Une étude recommande de limiter les tests de laboratoire «inappropriés»

TORONTO — Une nouvelle étude préconise notamment la fin de la rémunération à l’acte pour les médecins afin de limiter les tests et analyses de laboratoire «inappropriés», qui mettraient à rude épreuve le système de soins de santé et compromettraient même les soins prodigués aux patients.

Le rapport de l’Institut C.D. Howe conclut qu’un recours abusif aux tests de laboratoire peut conduire à des diagnostics inexacts et à des traitements potentiellement inappropriés. Les auteurs précisent que le problème varie selon la nature des tests et analyses, mais ils citent une étude de 2013 qui estimait que de 16 à 56 pour cent de ces tests diagnostiques étaient inappropriés.

Les tests sont considérés comme «appropriés» s’ils facilitent le diagnostic, le traitement ou la surveillance ultérieure de l’état du patient. Ils sont «inappropriés» s’ils ne sont pas conformes aux directives cliniques ou s’ils sont demandés à nouveau avant même que les résultats antérieurs aient eu le temps de changer.

Selon l’Institut C.D. Howe, le problème varie d’une province à l’autre: des données de l’Institut canadien d’information sur la santé suggèrent ainsi que le recours aux tests dans les hôpitaux — comme la radiographie générale, la mammographie, l’échographie et l’imagerie par résonance magnétique — était plus de deux fois plus fréquent au Nouveau-Brunswick et à Terre-Neuve-et-Labrador qu’en Alberta et en Saskatchewan.

Les Canadiens subissent en moyenne de 14 à 20 analyses et tests de laboratoire par an, et environ 70 pour cent des décisions médicales sont fondées sur les résultats de ces tests.
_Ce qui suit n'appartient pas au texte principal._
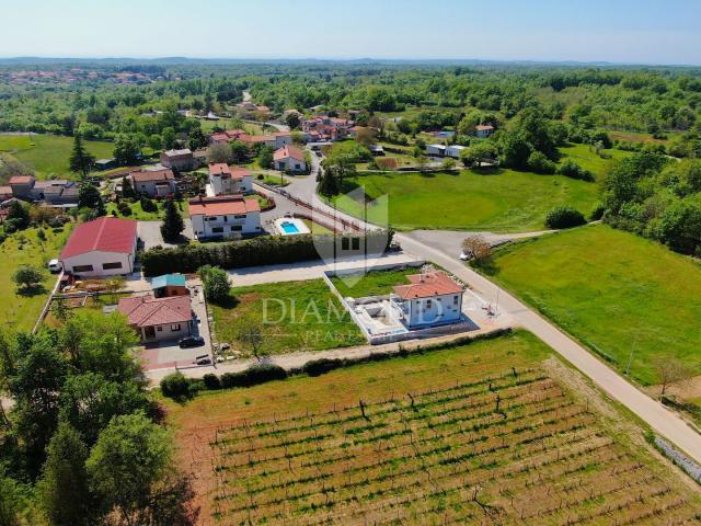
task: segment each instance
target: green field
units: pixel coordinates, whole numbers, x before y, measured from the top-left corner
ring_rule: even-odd
[[[632,351],[643,384],[659,356],[701,374],[701,266],[653,241],[590,226],[498,250],[490,272],[619,370]]]
[[[503,169],[361,175],[347,181],[344,193],[358,186],[365,187],[370,202],[389,196],[389,222],[400,230],[540,230],[553,206],[570,205],[588,215],[598,194],[593,183]],[[363,216],[361,199],[341,195],[335,203],[354,216]],[[367,211],[369,221],[386,221],[384,209],[368,203]]]
[[[59,233],[54,233],[50,228],[44,231],[46,233],[44,243],[39,243],[36,237],[37,229],[32,228],[9,236],[0,244],[0,282],[3,284],[0,288],[0,323],[11,330],[28,331],[38,318],[56,281],[56,276],[46,270],[46,264],[49,260],[58,258],[68,239],[70,225],[64,227],[64,231]],[[22,240],[25,242],[22,243]],[[42,270],[44,291],[37,291],[32,296],[16,294],[12,274],[23,264]]]
[[[260,325],[266,354],[358,345],[365,342],[341,302],[322,279],[237,287],[226,305],[210,304],[220,342],[248,354],[237,335]]]
[[[390,294],[394,285],[406,285],[409,274],[418,274],[420,268],[400,268],[395,271],[374,271],[361,276],[349,275],[332,277],[331,282],[344,298],[364,298]]]
[[[207,524],[691,524],[694,489],[584,384],[517,331],[165,404]]]
[[[97,159],[112,157],[114,145],[85,140],[85,148]],[[58,135],[0,135],[0,151],[7,151],[36,172],[37,178],[72,176],[68,159],[73,147],[72,137]]]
Les auteurs estiment qu’il en coûte environ 5,9 milliards $ annuellement, soit quatre pour cent du budget de la santé.

Le rapport ajoute par ailleurs qu’une sous-utilisation de ces tests pose également un problème — mais cet enjeu est plus difficile à suivre, notent les auteurs.

Rémunération par patient

L’étude recommande que les médecins puissent savoir s’ils demandent des tests plus souvent que leurs collègues, qu’ils soient rémunérés par patient plutôt qu’à l’acte, et que les tests soient limités aux patients qui répondent à certains critères minimaux.
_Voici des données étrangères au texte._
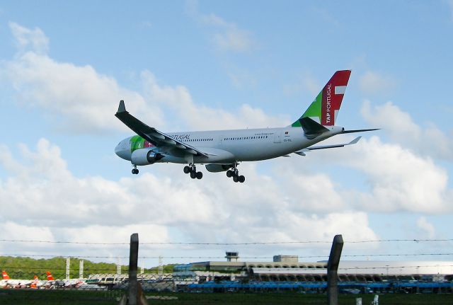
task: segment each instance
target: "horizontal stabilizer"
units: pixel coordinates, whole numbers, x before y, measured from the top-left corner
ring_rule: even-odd
[[[380,128],[373,128],[372,130],[343,130],[342,134],[352,134],[355,132],[372,132],[374,130],[380,130]]]
[[[307,147],[306,149],[297,151],[294,151],[294,154],[297,154],[299,156],[305,156],[304,151],[314,151],[314,150],[317,150],[317,149],[334,149],[334,148],[337,148],[337,147],[344,147],[345,146],[348,145],[352,145],[356,144],[357,142],[359,142],[359,140],[360,139],[360,138],[362,138],[362,137],[357,137],[355,139],[354,139],[352,141],[351,141],[349,143],[343,143],[343,144],[333,144],[333,145],[323,145],[323,146],[311,146],[311,147]]]
[[[299,122],[307,139],[314,139],[323,132],[328,131],[328,129],[308,117],[300,118]]]

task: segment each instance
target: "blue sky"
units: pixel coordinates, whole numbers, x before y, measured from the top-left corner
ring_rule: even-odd
[[[127,241],[134,230],[144,241],[167,242],[331,240],[336,234],[346,241],[448,238],[452,31],[451,1],[1,3],[2,234],[111,242]],[[355,147],[243,164],[241,185],[205,171],[202,180],[188,180],[178,165],[132,176],[113,153],[130,134],[113,117],[120,99],[166,132],[280,127],[344,69],[352,73],[337,123],[382,128]],[[331,142],[352,139],[342,137]],[[197,255],[227,250],[194,248]],[[328,248],[239,250],[303,255]]]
Les auteurs rappellent les résultats d’une enquête menée en 2017 par l’Institut canadien d’information sur la santé qui révélait que jusqu’à 30 pour cent des tests, procédures et traitements associés à huit tests précis se révélaient potentiellement inutiles.

Dans un sondage mené deux ans plus tôt, près du quart des Canadiens estimaient qu’on leur avait fait subir un test ou un traitement inutile.
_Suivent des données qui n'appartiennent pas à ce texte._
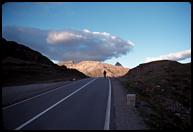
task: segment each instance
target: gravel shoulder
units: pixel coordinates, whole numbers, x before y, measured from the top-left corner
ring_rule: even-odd
[[[139,116],[136,108],[131,108],[126,102],[126,89],[119,80],[112,78],[113,119],[115,130],[144,130],[148,127]]]

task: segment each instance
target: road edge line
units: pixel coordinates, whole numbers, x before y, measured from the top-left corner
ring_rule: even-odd
[[[44,95],[44,94],[48,94],[48,93],[54,92],[55,90],[61,89],[61,88],[63,88],[63,87],[66,87],[66,86],[69,86],[69,85],[72,85],[72,84],[74,84],[74,82],[68,83],[68,84],[63,85],[63,86],[56,87],[55,89],[51,89],[51,90],[45,91],[45,92],[40,93],[40,94],[38,94],[38,95],[35,95],[35,96],[33,96],[33,97],[30,97],[30,98],[21,100],[21,101],[19,101],[19,102],[16,102],[16,103],[11,104],[11,105],[8,105],[8,106],[5,106],[5,107],[3,107],[2,109],[3,109],[3,110],[9,109],[9,108],[11,108],[11,107],[13,107],[13,106],[15,106],[15,105],[18,105],[18,104],[21,104],[21,103],[23,103],[23,102],[29,101],[29,100],[31,100],[31,99],[33,99],[33,98],[37,98],[37,97],[42,96],[42,95]]]
[[[86,83],[84,86],[80,87],[78,90],[72,92],[71,94],[69,94],[68,96],[64,97],[63,99],[61,99],[60,101],[58,101],[57,103],[55,103],[54,105],[50,106],[49,108],[47,108],[46,110],[42,111],[41,113],[37,114],[36,116],[34,116],[33,118],[31,118],[30,120],[26,121],[25,123],[21,124],[20,126],[18,126],[17,128],[15,128],[15,130],[20,130],[23,127],[25,127],[26,125],[28,125],[29,123],[31,123],[32,121],[34,121],[35,119],[39,118],[41,115],[43,115],[44,113],[48,112],[49,110],[51,110],[52,108],[54,108],[55,106],[57,106],[58,104],[60,104],[61,102],[63,102],[64,100],[68,99],[70,96],[72,96],[73,94],[75,94],[76,92],[80,91],[81,89],[83,89],[84,87],[86,87],[88,84],[94,82],[97,78],[89,81],[88,83]]]

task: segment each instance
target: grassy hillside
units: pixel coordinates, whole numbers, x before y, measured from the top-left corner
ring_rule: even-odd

Selon l’Institut C.D. Howe, le modèle actuel de rémunération à l’acte encourage les médecins à multiplier les gestes posés — notamment le recours aux tests et analyses. Le groupe de réflexion suggère plutôt que les médecins soient rémunérés par patient, selon la complexité de leur état de santé — et donc, selon les soins requis.

L’Institut réclame aussi des dossiers médicaux électroniques plus complets pour éviter les doublons, ainsi que des formulaires de requête qui limiteraient les tests aux patients qui répondent aux critères admis dans la profession.

«Si les médecins sont obligés d’indiquer le motif de la requête pour un test, ils seront beaucoup moins portés à le faire de manière inappropriée», estiment les auteurs, Rosalie Wyonch, analyste à l’Institut C.D. Howe, et Christopher Naugler, chef de département et professeur de pathologie et de médecine de laboratoire à l’Université de Calgary.